Reps must study the history of the company, the competition, the marketplace, the products, and especially the present customers and why they’re buying. They should also be familiar with the company’s present market position and performance.

2) Prep the team

Management must prep the team to be ready to meet and welcome the new salesperson. Ask reps to each prepare a “tip for success.” Consider recording them so the new hire can study the video. You’ll also be able to send this content to future hires.

3) Provide valuable tools

To help your salespeople be as successful as people, teach them how to use your CRM and other sales technology tools starting on day one. The longer they go without adopting your stack, the more difficult it will be to incorporate into their routines.

4) Use real-world training

Studying in a classroom won’t properly prepare salespeople for real sales calls and relationships. Product and sales training must include a week-long period working at three different customer’s offices. This gives reps an opportunity to discover your product’s use and value for themselves. They may also discover an opportunity to expand an existing account. Yes, the new hire may actually facilitate a sale during training -- imagine the confidence boost this will give them.

You should also train new reps on presenting, using social media in the sales process, asking questions, building rapport, creating emotional engagement, providing value, and closing.

5) Provide ongoing support and useable training

Online on-demand training for both personal development and sales skills is critical. Use a mixture of customized lessons so that the salesperson knows how to attract, appoint, engage, relate, present, persuade, and persist. You should also show them 10 or more video testimonials from customers stating “why they bought.”

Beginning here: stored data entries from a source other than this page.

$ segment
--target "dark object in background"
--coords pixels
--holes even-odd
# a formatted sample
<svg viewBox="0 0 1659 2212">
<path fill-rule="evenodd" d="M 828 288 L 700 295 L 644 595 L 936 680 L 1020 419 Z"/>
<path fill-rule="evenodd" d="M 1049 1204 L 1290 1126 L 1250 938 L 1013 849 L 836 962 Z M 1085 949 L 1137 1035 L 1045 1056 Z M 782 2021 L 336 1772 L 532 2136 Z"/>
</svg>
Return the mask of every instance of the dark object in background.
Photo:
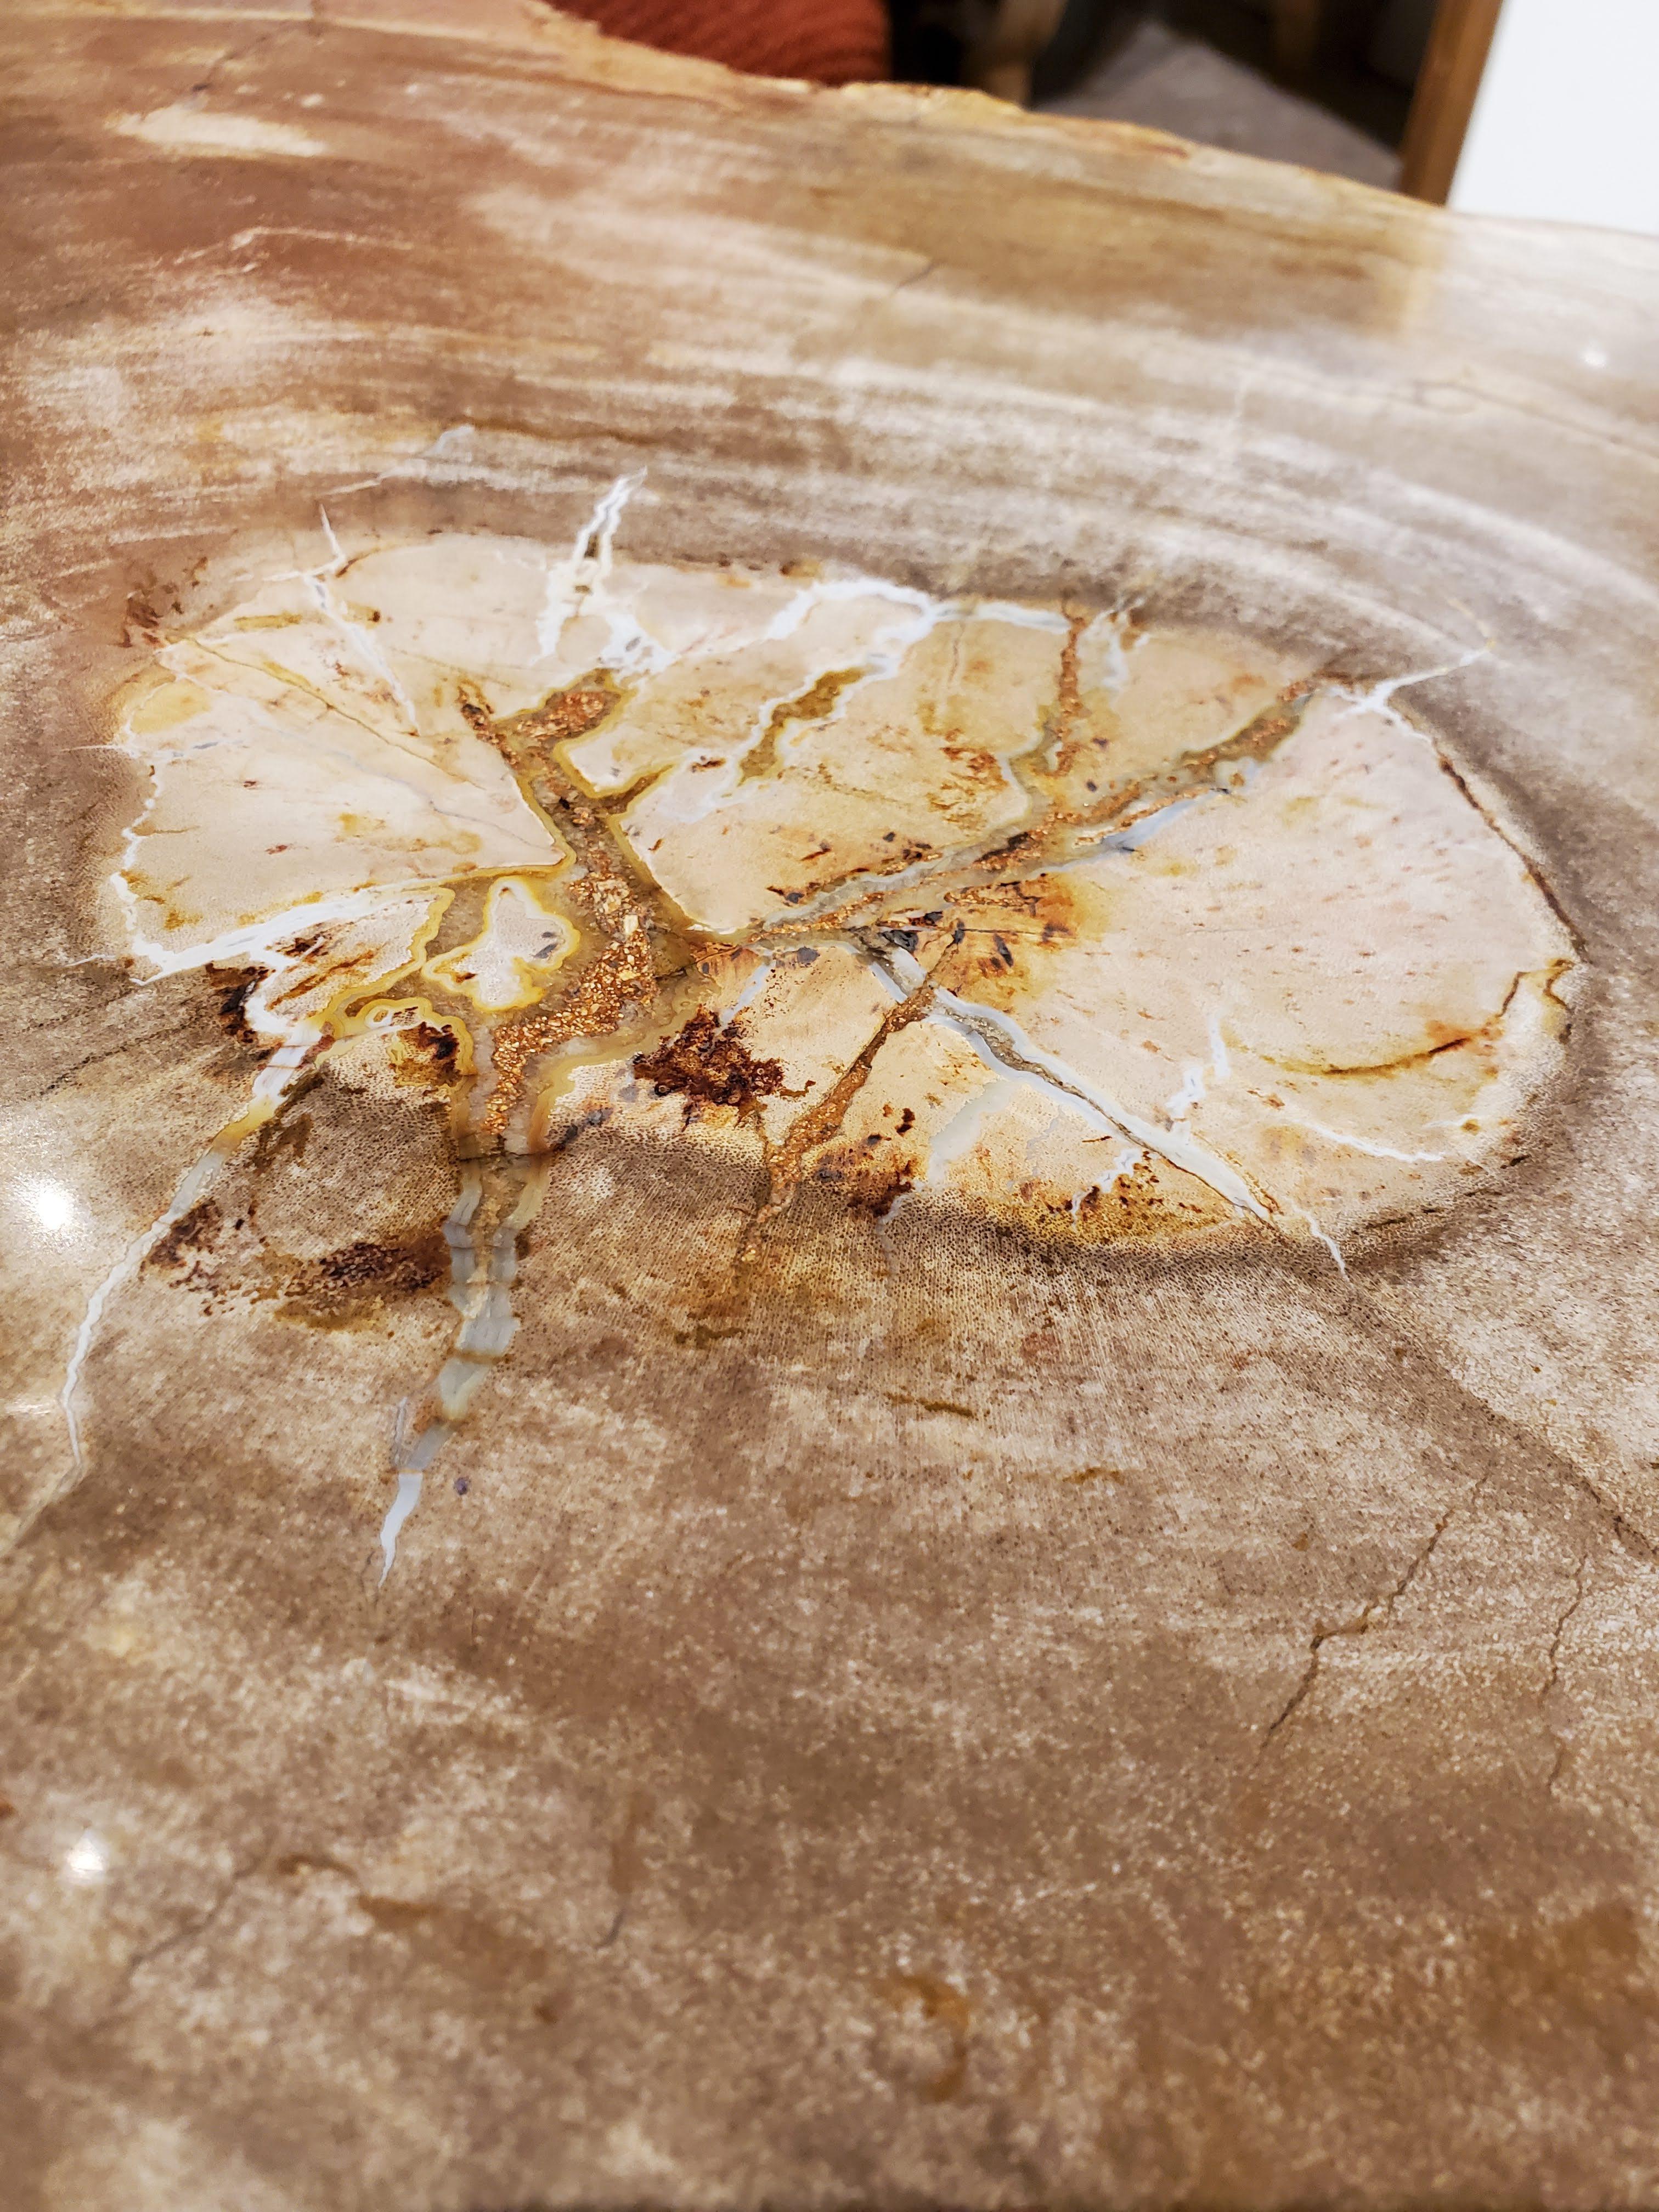
<svg viewBox="0 0 1659 2212">
<path fill-rule="evenodd" d="M 1434 27 L 1437 0 L 1383 0 L 1365 59 L 1379 76 L 1409 92 L 1417 82 Z"/>
<path fill-rule="evenodd" d="M 1345 123 L 1352 124 L 1383 146 L 1397 147 L 1411 105 L 1409 81 L 1384 75 L 1370 49 L 1385 17 L 1395 11 L 1386 0 L 1322 0 L 1313 11 L 1311 36 L 1301 66 L 1287 73 L 1285 42 L 1271 0 L 1160 0 L 1143 9 L 1184 37 L 1202 39 L 1231 61 L 1260 75 L 1289 82 Z M 1395 49 L 1406 40 L 1394 28 Z M 1409 36 L 1407 30 L 1407 36 Z"/>
<path fill-rule="evenodd" d="M 1053 100 L 1093 61 L 1121 0 L 891 0 L 893 75 L 905 84 L 979 85 L 1005 97 Z M 1041 23 L 1044 15 L 1054 18 Z M 1010 69 L 1029 76 L 1015 86 Z"/>
<path fill-rule="evenodd" d="M 1503 0 L 1440 0 L 1401 149 L 1400 189 L 1443 205 Z"/>
<path fill-rule="evenodd" d="M 618 39 L 756 76 L 856 84 L 888 73 L 883 0 L 559 0 Z"/>
<path fill-rule="evenodd" d="M 1086 74 L 1123 14 L 1120 0 L 1066 0 L 1054 34 L 1031 71 L 1033 102 L 1041 106 L 1068 93 Z"/>
<path fill-rule="evenodd" d="M 893 75 L 901 84 L 960 84 L 968 50 L 963 0 L 892 0 Z"/>
</svg>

6) Do not have them shadow your best salesperson

Managers, your top-performing rep doesn’t want to have a novice asking her questions. Especially when you’re not giving her a dime for sharing her time and expertise. It’s the manager’s job to show the new rep how you do it. Set appointments, go on sales calls, and make a few calls. Show the new salesperson how it’s done, and you will earn her respect and put her on the path to success.

7) Take responsibility for the new rep’s success

If you’re the sales leader, erroneously referring to yourself as a manager, the preparedness of your new hires, the support of your new hires, the fate of your new hires, and the success of your new hires is YOUR responsibility. No one on your “team” cares if the new kid lives or dies -- except you.